Even in the Reform movement, though, activism lagged, reflecting the nation as a whole; despite widespread doubts about administration policy, the antiwar movement failed to gain traction in Middle America.

In part, that was a function of the inability of war opponents to offer plausible policy alternatives. And the antiwar movement seemed dominated by radical forces with other agendas, including the neo-Stalinist, anti-Israel International ANSWER (Act Now to Stop War and End Racism).
Among Jewish leaders, there was also uncertainty about where Israel’s leaders stood on the war.

In 2003, some Israeli officials privately expressed qualms that a U.S. invasion could create new fault lines in the region. But others insisted the removal of Saddam would only help Israel, and last November Prime Minister Ehud Olmert came to Washington and said that U.S. policy is bringing “stability” to the region — despite U.S. intelligence estimates saying just the opposite.

The administration boxed Jewish leaders in by repeatedly saying the war was being fought, in part, to protect Israel. Jewish leaders here never bought that argument — but it made it harder for them to publicly challenge the policies of an administration that said it wanted to help Israel.

Some Jewish leaders also feared that criticizing an embattled Bush could cool his pro-Israel ardor and lead to retaliation against the Jewish state.

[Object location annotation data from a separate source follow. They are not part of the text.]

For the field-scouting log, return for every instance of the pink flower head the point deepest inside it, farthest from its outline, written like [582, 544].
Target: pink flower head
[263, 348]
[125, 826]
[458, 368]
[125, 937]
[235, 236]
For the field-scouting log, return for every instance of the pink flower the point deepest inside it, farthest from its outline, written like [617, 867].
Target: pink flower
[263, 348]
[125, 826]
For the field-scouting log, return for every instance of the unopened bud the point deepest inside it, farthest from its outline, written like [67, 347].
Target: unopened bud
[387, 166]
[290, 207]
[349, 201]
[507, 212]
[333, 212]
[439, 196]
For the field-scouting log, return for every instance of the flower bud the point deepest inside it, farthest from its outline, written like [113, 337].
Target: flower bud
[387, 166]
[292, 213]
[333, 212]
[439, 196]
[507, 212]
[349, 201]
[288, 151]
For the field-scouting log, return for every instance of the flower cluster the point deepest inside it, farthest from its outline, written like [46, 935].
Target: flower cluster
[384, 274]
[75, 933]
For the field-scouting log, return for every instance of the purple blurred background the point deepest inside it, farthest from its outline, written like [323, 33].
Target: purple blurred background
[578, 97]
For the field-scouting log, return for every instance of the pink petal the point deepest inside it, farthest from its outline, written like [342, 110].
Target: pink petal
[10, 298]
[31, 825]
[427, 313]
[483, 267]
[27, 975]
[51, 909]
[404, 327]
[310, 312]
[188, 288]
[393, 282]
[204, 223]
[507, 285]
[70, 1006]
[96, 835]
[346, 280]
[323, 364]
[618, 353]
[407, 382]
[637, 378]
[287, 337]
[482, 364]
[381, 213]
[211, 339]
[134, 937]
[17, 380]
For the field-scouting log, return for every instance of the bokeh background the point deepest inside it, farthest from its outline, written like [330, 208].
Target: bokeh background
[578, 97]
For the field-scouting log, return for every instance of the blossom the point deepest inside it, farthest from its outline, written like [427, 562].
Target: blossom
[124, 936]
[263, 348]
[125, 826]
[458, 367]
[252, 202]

For all those reasons and more, Jewish groups, with the exception of the Reform movement, have remained mute. But with the debate over the war moving into a new phase as the new Democratic Congress looks for ways to force a change in administration Iraq policy, that silence has created problems on two levels.

At home, it has strained relations between Jewish groups and their traditional liberal coalition partners, which see Iraq as the seminal issue of our era.

The fact that a large majority of Jews opposes the war but their communal representatives refuse to speak out may accelerate the estrangement of so many from organized Jewish life, especially among younger Jews.

And that reticence can only reinforce the false charge that Israel and the Jewish community actively lobbied for the war, a conspiratorial perspective that is gaining traction in the political mainstream as the Iraq death toll mounts.

The refusal of even liberal groups to speak out may also be setting the Jewish community up for a worse backlash if President Bush decides to pursue military action against Iran.

On the broader world stage, the eerie silence, viewed by some as a way to protect Israel, may actually have the opposite effect by encouraging policies that threaten the Jewish state.

As last year’s National Intelligence Estimate revealed, U.S. policy in the war is increasing Mideast stability, breeding new terrorism and strengthening Iran, Israel’s most dangerous adversary.

“We’ve already gravely damaged Israel’s security; the war has done that,” said Rep. Jerrold Nadler (D-N.Y.), one of the strongest House opponents of administration policy and a leading pro-Israel voice in Congress. “We took away the balance of power in the region, liberated Iran to be an even greater menace.”

Privately, some top Jewish leaders concede that even if going to war with Iraq was a good idea, the way it has been conducted has resulted in a more dangerous Middle East. But these leaders refuse to speak out, even though their silence is, in effect, a de facto endorsement of administration policies that may be hurting the Jewish state.

That silence may also be read by a besieged administration as support for U.S. military action against Iran — action that could be even more damaging to Israel if it turns out as badly as the war in Iraq.